The matter before the court is the Complaint (docket no. 1) filed by Plaintiff Toni M. (“Plaintiff”), requesting judicial review of the Social Security Commissioner's (“Commissioner”) decision to deny her application for Title II disability insurance benefits (“DIB”) under 42 U.S.C. Sections 401-434 and Title XVI supplemental security income (“SSI”) under 42 U.S.C. Sections 1381-1385. Plaintiff asks that the court reverse the decision of the Commissioner and order the Commissioner to provide her disability insurance and/or supplemental security income benefits. In the alternative, Plaintiff asks that the court remand this matter for further proceedings.

II. RELEVANT PROCEDURAL BACKGROUND

On June 13, 2019, Plaintiff protectively filed an application for SSI and on June 14, 2019 filed an application for DIB, with both alleging disability due to anxiety, arthritis, bulging disc, depression, panic attacks and post-traumatic stress disorder (“PTSD”). Administrative Record (“R”) at 305, 317, 342. Plaintiff claims that she became disabled on April 27, 2019. Id. at 317. Her applications were denied upon initial review and on reconsideration. Id. at 183, 198, 203. On April 7, 2021, Plaintiff appeared with her attorney for a hearing before Administrative Law Judge Susan Toth (“ALJ”). Id. at 75-114. In a decision dated June 29, 2021, the ALJ denied Plaintiff's claims. Id. at 10-34. On July 13, 2021, Plaintiff appealed the ALJ's decision, and the Appeals Council denied review on January 6, 2022. Id. at 1-6, 297.

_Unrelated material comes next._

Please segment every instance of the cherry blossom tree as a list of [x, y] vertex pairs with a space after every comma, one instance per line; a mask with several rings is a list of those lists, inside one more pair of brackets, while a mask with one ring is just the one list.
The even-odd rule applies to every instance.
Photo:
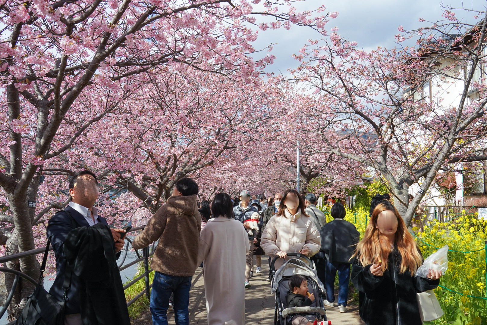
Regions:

On March 2, 2022, Plaintiff filed the instant action for judicial review. See docket no. 1. A briefing schedule was entered on May 26, 2022. See docket no. 11. On August 24, 2022, Plaintiff filed the Plaintiff's Brief (“Plaintiff's Brief”) (docket no. 13). On September 23, 2022, the Commissioner filed the Defendant's Brief (“Commissioner's Brief”) (docket no. 14). On October 3, 2022, Plaintiff filed the Reply Brief (docket no. 15).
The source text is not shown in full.